海外で新年を迎える.・・・なんていうと,使い古されたされたオヤジギャグの世界になってしまうが.四国から見ると本州は海の向こうだ.橋が何本かかっていようと.
本州最南端の地とは,和歌山県は潮岬のことである.太平洋から昇る朝日を見るために,わざわざ前の日の夜から船に揺られてバスに揺られて,はるばる本州まで出向くというのはわれながらヒマなことだと思うが,まあいい.行ったことのないところに行くのは,それだけで充分楽しいから.
今回も観光シーズンなので,例によって,ツアーにまじっての旅行である.さすがに正月に観光地を自家用車やレンタカーで突っ走るほど無謀じゃない.
さて,初日の出を拝むべく,大晦日の夜に出発.多少曇ってはいたが,空には綺麗な月が浮かんでいた.明日はちゃんと晴れるだろうか.これで雨が降ったらなかなかマヌケなことになるが,そこまで予想はできないしなあ・・・.
日付けが変わる頃,観光バスはほぼ満員の乗客・乗務員を乗せたまま,徳島港から和歌山港ゆきのフェリーに乗った.
フェリーは,ツアーの一行しかいないのではないかと思われるほど,ガラガラだった.普通なら,鞄を枕に絨毯の敷かれた床にめいめい適当に寝っ転がって目をつむるだけなのだが,ここまで客が少ないと,なんだか野原で寝ているようでかえって落ち着かない.
・・・と思っていたのだが,わたしの神経もそれほど繊細ではなかったようで,港への到着を知らせる船内放送が流れてはじめて目を覚まし,大慌てでバスに戻る.
バスは和歌山港から一路南下,潮岬へ向かうのだが,外は当然真っ暗,景色を見る楽しみもない.眠るくらいしか,やることがないわけで・・・.
夜明けよりはるか前に,バスは潮岬に到着した.そこにはすでに,似たような観光バスが何十台も止まっている.わたしたちを乗せたバスも,その最後に綺麗に並んで停車した.さらにそのあとにも,続々とお仲間が続いている.
わたしのよーな観光客のために,朝もはよから,観光センターが開いていた.暗くてよくわからないが,観光センターから道路をはさんで海岸があるようだ.
海岸ぶち,といっても海岸線ははるか崖下だが,そこには,本州最南端の地という碑(?)がある.そこからぼんやりと,まだ暗い水平線を眺める.海面には船の灯りが見える.
空が明るくなってくるのと正比例のように,だんだんと人が増えてくる.暴走族とおぼしき皆様がゴッドファーザーのテーマなんぞを流しながらエンジン音高らかに走りすぎたりもする.

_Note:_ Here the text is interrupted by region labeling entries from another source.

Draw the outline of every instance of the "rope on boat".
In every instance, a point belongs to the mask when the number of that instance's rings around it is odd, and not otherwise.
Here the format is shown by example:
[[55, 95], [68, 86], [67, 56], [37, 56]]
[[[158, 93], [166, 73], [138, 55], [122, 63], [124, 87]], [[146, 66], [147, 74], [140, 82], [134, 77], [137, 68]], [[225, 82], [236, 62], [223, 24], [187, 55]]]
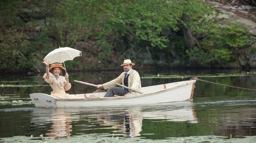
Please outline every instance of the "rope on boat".
[[190, 80], [192, 80], [192, 79], [196, 79], [197, 80], [199, 80], [199, 81], [204, 81], [204, 82], [208, 82], [208, 83], [212, 83], [212, 84], [218, 84], [218, 85], [223, 85], [223, 86], [233, 88], [237, 88], [237, 89], [243, 89], [243, 90], [251, 90], [251, 91], [256, 91], [256, 90], [255, 90], [255, 89], [240, 88], [240, 87], [234, 87], [234, 86], [231, 86], [231, 85], [228, 85], [223, 84], [221, 84], [221, 83], [216, 83], [216, 82], [211, 82], [211, 81], [206, 81], [206, 80], [204, 80], [198, 79], [197, 77], [193, 77], [193, 78], [192, 78], [190, 79]]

人ごみの中で初日の出を堪能したあとは,那智大社にて初詣である.どこをどう走っているのかよくわからんが,海岸沿いの道をひた走る.
途中,鯛の形をした島や,奇岩の列を見ながら・・・.晴れた朝日の中で,なかなか見応えのある景色だ.
ものすごい渋滞を覚悟していたのだが,意外に道は空いていたようだ.
那智の滝を遠目に見ながら,まずは那智大社に初詣.やはり人が多い.表参道の脇に連なる店先を覗きながら,階段と坂道を登ってゆく.
めったに買わないお守りなんかを買ってみたりして,わたしも観光産業にすっかり乗せられているといえよう.
さて,土産物屋で目につくのは,真っ黒な石である.那智黒,というやつだ.碁石に使われているらしい.黒石は那智黒,白石は何かの貝のようだ.
碁石だけではなく,碁石をくりぬいたあとの丸く穴のあいた石を,安い値段で販売しているのには笑ってしまった.商魂である.
続いて那智の滝に行ったわけだが,さすがにこの落差はすごい.上から見下ろすと目が眩みそうだ.といっても,実際にあそこでしめ縄を付け替えたりしている人もいるわけで・・・
滝からの帰りにバス群の渋滞にすれ違った.少し時間がずれていたらあの中に入ってしまったのだと考えると,幸運か,ツアー会社の時間の組み方かにか,とにかく感謝である.